6-го декабря, в Николин день, приехало сразу много гостей, человек тридцать; играли в винт до поздней ночи, и многие остались ночевать. С утра опять засели за карты, потом обедали, и когда после обеда Вера пошла к себе в комнату, чтобы отдохнуть от разговоров и от табачного дыма, то и там были гости, и она едва не заплакала с отчаяния. И когда вечером все они стали собираться домой, то от радости, что они наконец уезжают, она сказала:
– Вы бы еще посидели!
Гости утомляли ее и стесняли; и в то же время – это бывало почти каждый день – едва начинало темнеть, как ее уже тянуло из дому, и она уезжала в гости куда-нибудь на завод или к соседям-помещикам; и там игра в карты, танцы, фанты, ужины… Молодые люди, служащие на заводах и шахтах, иногда пели малороссийские песни, и очень недурно.

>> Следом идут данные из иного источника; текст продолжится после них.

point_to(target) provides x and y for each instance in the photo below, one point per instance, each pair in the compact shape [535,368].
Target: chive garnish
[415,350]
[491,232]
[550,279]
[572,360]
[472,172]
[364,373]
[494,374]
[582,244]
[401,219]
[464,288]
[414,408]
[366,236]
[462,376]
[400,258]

Становилось грустно, когда они пели. Или сходились все в одну комнату и тут в сумерках говорили о шахтах, о кладах, зарытых когда-то в степи, о Саур-Могиле… Во время разговора в позднее время, случалось, вдруг доносилось «ка-ра-у-ул!». Это пьяный шел или грабили кого-нибудь по соседству в шахтах. Или же в печах завывал ветер, хлопали ставни, потом, немного погодя, слышался тревожный звон в церкви; это начиналась метель.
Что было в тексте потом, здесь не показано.